General Motors Recalls 2.7 Million Vehicles, Agrees to Pay Large Penalty Fee
This past Thursday, General Motors had to recall another 2.7 million vehicles. This is just the latest recall amid a string of pullbacks occurring after numerous safety flaws were found in General Motors cars, spanning multiple models. So far this year the auto maker has had to recall a total of 12.8 million vehicles worldwide and 11.1 million domestically, and it is looking likely that they will break their previous recall record of 11.8 million domestic recalls in 2004.
Earlier this year, GM was under fire for its slow response to a known safety issue with its ignition switch that had the potential to disable airbags. The flaw was linked to 13 deaths, and GM has since agreed to pay a $35 million penalty because of its failure to report the defect.
The company had been aware of the issue for over a decade, and their delay was investigated by various government bodies, including federal regulators as well as Congress. In response, GM and its board launched internal probes. According to GM, the latest recall doesn’t indicate that the company’s vehicles are increasingly unsafe — rather, that they are being more vigilant about potential problems and are making the decision to pull early, rather than wait out to see what happens.
“We have redoubled our efforts to expedite and resolve current reviews in process and also have identified and analyzed recent vehicle issues which require action,” explains Jeff Boyer, GM’s VP of global vehicle safety.
The company has issued 24 recalls in 2014, and the recalls cover a wide range of issues, including several about brake-light malfunctions that can cause wire corrosion.
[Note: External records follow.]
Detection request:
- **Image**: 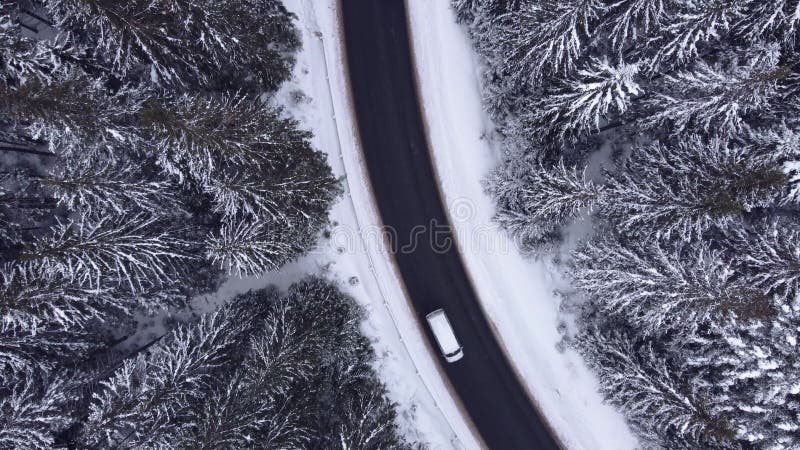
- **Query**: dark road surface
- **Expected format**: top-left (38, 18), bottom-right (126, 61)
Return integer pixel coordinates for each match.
top-left (339, 1), bottom-right (561, 449)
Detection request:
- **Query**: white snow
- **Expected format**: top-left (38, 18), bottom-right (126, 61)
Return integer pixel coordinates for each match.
top-left (404, 2), bottom-right (640, 449)
top-left (187, 1), bottom-right (485, 448)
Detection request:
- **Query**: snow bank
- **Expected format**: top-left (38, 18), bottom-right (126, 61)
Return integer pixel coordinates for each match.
top-left (404, 1), bottom-right (639, 449)
top-left (200, 1), bottom-right (484, 448)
Although the public may remain skeptical, GM plans to continue addressing problems as they occur. “We are working aggressively to resolve open federal investigations,” says Alan Adler, a company spokesperson, regarding investigations currently pending by the National Highway Traffic Safety Administration. The company has also created a “Speak Up for Safety” program to encourage employees to speak up about known issues earlier in the development process.